Evaluating and Optimizing RAG Agents
To make sure our RAG agent is performing well, we want to implement evaluation metrics and optimization techniques:
a) Relevance Evaluation
We are able to use metrics like BLEU, ROUGE, or BERTScore to guage the relevance of retrieved documents:
from bert_score import rating def evaluate_relevance(query, retrieved_doc, generated_answer): P, R, F1 = rating([generated_answer], [retrieved_doc], lang="en") return F1.mean().item()
b) Answer Quality Evaluation
We are able to use human evaluation or automated metrics to evaluate answer quality:
from nltk.translate.bleu_score import sentence_bleu def evaluate_answer_quality(reference_answer, generated_answer): return sentence_bleu([reference_answer.split()], generated_answer.split()) # Use this to guage your agent's responses c) Latency Optimization To optimize latency, we are able to implement caching and parallel processing: import functools from concurrent.futures import ThreadPoolExecutor @functools.lru_cache(maxsize=1000) def cached_retrieval(query): return vectorstore.similarity_search(query) def parallel_retrieval(queries): with ThreadPoolExecutor() as executor: results = list(executor.map(cached_retrieval, queries)) return results # Use these in your retrieval process
Future Directions and Challenges
As we glance to the longer term of RAG agents, several exciting directions and challenges emerge:
a) Multi-modal RAG: Extending RAG to include image, audio, and video data.

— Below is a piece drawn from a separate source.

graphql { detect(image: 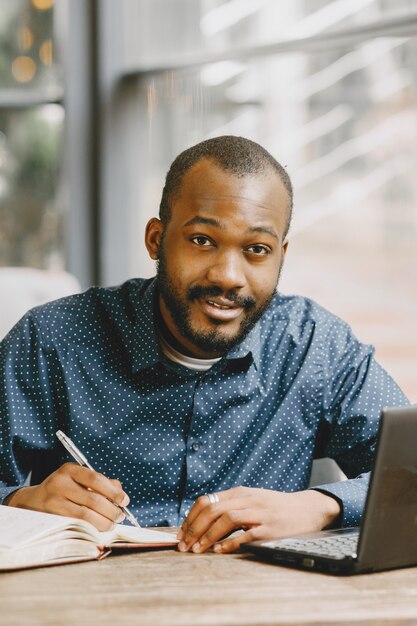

b) Federated RAG: Implementing RAG across distributed, privacy-preserving knowledge bases.
c) Continual Learning: Developing methods for RAG agents to update their knowledge bases and models over time.
d) Ethical Considerations: Addressing bias, fairness, and transparency in RAG systems.
e) Scalability: Optimizing RAG for large-scale, real-time applications.
Conclusion
Constructing LLM agents for RAG from scratch is a fancy but rewarding process. We have covered the fundamentals of RAG, implemented a straightforward system, created an LLM agent, enhanced it with advanced techniques, explored multi-agent systems, and discussed evaluation and optimization strategies.